The thought of the older woman's gentle smile and potpourri-filled house pushed Jill's foot down on the accelerator. She drove through the center of town—such as it was—and came out on the south side. After making a series of turns, she pulled up in front of a two story house built in the 1940s. The wide porch had an overhang supported by stone-covered pillars. Several worn pieces of rattan furniture filled the space and offered a place to sit and watch the world go by. Jill found herself in more of a "curl up and lick her wounds" kind of mindset, but that would pass and when it did she would appreciate the old rocking chair by the swing.
She parked in front of the house and climbed out. Aunt Bev must have been watching out the big bay window in front because she stepped out of the house and started down the stairs.
Beverly Antoinette Cooper, know as Bev to her friends, had been born into money. Not gobs and gobs but enough that she'd never had to hold a job, even though she'd spent a couple of years as a schoolteacher when she'd first graduated from college. Petite, with fiery red hair and a big smile, she'd been the younger of the two children in her family. She'd moved to Los Lobos when her sister had married Jill's father and had decided to stay.

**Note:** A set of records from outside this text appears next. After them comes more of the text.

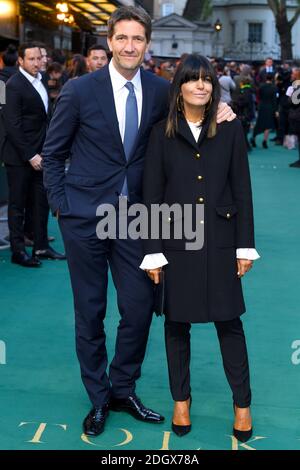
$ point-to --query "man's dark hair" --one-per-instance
(58, 56)
(133, 14)
(96, 47)
(55, 67)
(27, 45)
(10, 56)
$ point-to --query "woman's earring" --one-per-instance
(208, 105)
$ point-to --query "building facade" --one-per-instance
(247, 32)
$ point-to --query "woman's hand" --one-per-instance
(243, 265)
(154, 274)
(225, 113)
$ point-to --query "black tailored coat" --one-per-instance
(202, 285)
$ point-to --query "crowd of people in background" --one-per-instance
(261, 97)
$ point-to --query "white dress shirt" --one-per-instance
(36, 82)
(38, 85)
(157, 260)
(121, 92)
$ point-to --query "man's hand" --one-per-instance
(154, 274)
(225, 113)
(243, 266)
(36, 162)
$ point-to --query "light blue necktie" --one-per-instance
(131, 128)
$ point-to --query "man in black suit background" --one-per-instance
(103, 120)
(25, 118)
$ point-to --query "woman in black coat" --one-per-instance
(203, 168)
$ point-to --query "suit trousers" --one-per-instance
(23, 183)
(89, 260)
(234, 354)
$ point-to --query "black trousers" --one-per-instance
(89, 260)
(23, 180)
(234, 354)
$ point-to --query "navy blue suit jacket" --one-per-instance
(85, 128)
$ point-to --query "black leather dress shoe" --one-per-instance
(49, 253)
(181, 430)
(94, 422)
(135, 408)
(23, 259)
(242, 436)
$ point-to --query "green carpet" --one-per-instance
(42, 400)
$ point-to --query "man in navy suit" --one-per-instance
(102, 122)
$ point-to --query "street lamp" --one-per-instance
(63, 16)
(218, 28)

Jill had never been more grateful for the family connection. Her aunt wasn't one to judge or criticize. Mostly she offered hugs, affection and occasionally odd advice. Bev considered herself gifted—psychically—although the jury was still out on that one. Feeling better than she had since walking in on Lyle and his assistant going at it on his credenza, Jill walked around to the sidewalk where she stopped and smiled.
"I'm here."
Her aunt grinned. "Nice wheels."
Jill glanced at the gleaming black BMW 540. "It's transportation," she said with a shrug.
"Uh huh. Lyle's?"
"California is a community property state," Jill said primly. "As he acquired the asset after our marriage, it's as much my car as his."
"You took it because you knew it would piss him off."
"Pretty much."
"That's my girl." Her aunt glanced at Jill's shirt and raised her eyebrows. "Take out?"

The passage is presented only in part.